Rock art, Bunnamohaun, Co. Mayo
Co. Mayo |
Settlement Sites
On the south-western end of Clare Island, in the commonage of Bunnamohaun, a low-lying stone carries a mark so small it would be easy to walk past without a second glance.
Set into a gentle bank-like rise in the landscape, the stone is earth-fast, meaning it is fixed in the ground rather than free-standing, and on its smooth upper surface someone, at some point in prehistory, pecked out a single oval cupmark. Cupmarks are among the most common forms of prehistoric rock art found across Ireland and Britain: shallow, cup-shaped depressions ground or hammered into stone surfaces, their precise purpose still debated. This one measures roughly eight centimetres at its longest and six centimetres across, with a depth of about one and a half centimetres, and pock marks are still visible in the base of the hollow, traces of the repeated blows that created it.
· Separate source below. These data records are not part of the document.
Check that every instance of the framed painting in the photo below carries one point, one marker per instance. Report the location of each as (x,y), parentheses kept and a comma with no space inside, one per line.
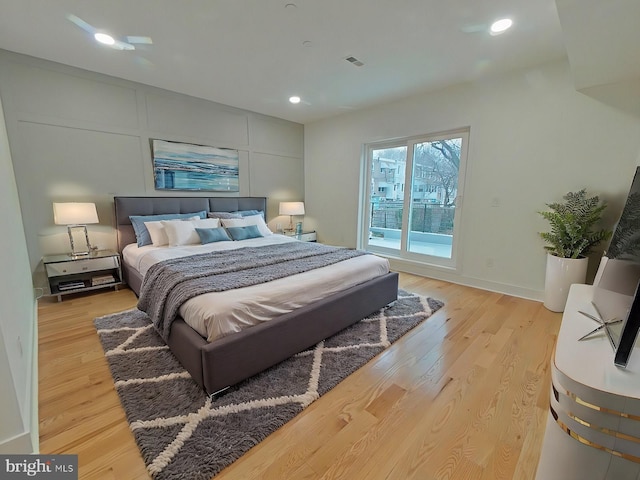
(184,166)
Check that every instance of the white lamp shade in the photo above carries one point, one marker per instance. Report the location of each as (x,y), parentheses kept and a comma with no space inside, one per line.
(74,213)
(291,208)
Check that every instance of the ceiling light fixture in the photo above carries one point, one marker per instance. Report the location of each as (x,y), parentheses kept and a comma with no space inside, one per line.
(500,26)
(104,38)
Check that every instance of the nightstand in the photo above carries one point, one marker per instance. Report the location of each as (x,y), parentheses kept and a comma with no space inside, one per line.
(67,274)
(304,236)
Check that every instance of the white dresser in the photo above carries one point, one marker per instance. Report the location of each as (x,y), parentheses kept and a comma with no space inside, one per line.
(593,425)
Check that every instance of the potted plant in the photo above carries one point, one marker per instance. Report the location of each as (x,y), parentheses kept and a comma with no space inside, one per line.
(572,237)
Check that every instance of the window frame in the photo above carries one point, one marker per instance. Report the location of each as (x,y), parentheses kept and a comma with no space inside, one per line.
(365,198)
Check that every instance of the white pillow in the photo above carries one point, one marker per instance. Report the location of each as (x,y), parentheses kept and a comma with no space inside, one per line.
(184,232)
(157,232)
(256,220)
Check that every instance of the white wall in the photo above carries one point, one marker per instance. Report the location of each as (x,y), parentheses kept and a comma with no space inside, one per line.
(85,137)
(533,138)
(18,335)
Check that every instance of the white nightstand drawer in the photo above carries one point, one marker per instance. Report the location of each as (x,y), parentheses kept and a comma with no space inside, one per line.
(81,266)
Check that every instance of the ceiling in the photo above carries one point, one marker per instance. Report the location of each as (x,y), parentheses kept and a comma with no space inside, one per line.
(255,54)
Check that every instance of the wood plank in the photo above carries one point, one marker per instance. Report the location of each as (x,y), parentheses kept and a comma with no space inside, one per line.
(462,396)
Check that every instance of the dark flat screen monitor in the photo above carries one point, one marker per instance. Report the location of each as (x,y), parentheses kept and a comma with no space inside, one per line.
(616,295)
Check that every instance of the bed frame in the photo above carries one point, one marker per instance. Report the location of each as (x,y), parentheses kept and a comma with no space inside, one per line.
(217,365)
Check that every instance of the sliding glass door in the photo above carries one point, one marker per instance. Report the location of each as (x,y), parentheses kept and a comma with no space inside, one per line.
(413,190)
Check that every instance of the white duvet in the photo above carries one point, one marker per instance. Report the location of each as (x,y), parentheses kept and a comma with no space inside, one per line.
(217,314)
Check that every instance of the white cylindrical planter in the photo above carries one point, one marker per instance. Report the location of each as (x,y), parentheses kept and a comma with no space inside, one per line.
(560,275)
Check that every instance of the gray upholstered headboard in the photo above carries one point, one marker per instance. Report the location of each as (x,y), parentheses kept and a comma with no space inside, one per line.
(126,206)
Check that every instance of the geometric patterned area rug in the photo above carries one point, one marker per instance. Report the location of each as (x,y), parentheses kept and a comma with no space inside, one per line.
(183,434)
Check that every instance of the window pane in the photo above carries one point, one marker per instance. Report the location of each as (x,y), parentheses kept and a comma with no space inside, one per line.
(387,196)
(434,190)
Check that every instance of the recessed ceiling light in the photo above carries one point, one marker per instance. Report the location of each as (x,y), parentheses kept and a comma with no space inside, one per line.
(500,26)
(104,38)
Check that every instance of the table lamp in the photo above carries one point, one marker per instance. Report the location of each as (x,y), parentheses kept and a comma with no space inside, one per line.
(291,209)
(75,216)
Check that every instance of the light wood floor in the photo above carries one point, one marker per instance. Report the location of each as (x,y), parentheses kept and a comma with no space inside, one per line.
(462,396)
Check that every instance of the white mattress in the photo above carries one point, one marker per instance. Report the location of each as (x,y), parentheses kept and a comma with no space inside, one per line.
(217,314)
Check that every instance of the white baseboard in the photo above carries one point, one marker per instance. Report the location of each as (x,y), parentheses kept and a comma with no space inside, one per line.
(20,444)
(449,275)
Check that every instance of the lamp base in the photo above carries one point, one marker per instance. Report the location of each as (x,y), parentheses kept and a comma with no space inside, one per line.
(74,253)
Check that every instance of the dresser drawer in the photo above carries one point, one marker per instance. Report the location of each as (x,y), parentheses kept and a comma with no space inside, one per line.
(81,266)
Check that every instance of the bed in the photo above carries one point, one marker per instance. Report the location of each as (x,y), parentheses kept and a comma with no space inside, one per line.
(216,364)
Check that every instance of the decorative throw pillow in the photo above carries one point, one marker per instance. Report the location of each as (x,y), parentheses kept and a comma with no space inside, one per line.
(223,215)
(142,234)
(244,233)
(210,235)
(184,232)
(256,220)
(248,213)
(158,233)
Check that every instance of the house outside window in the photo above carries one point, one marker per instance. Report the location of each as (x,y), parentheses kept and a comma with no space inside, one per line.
(421,223)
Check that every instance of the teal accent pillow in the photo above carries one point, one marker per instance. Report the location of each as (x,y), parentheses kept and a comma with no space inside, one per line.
(244,233)
(210,235)
(248,213)
(142,234)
What makes this particular example a little more involved than a simple depression is the presence of two shallow lines extending from either side of the cupmark, one running to the north-east for about seven centimetres, the other to the south-west for six centimetres. Whether these lines were intentional extensions of the design or served some separate purpose is not recorded. Immediately to the north-west of the cupmark there is also a natural fissure running in roughly the same north-east to south-west direction, which raises the question of whether whoever carved the mark was responding to, or working in dialogue with, a feature already present in the stone. The rock art sits approximately one and a half metres from a cairn, a mound of stones that may itself be a prehistoric burial monument, suggesting this small corner of the island carried some significance to the people who shaped it. The site is documented by Gosling, Manning and Waddell in their 2007 survey of Clare Island.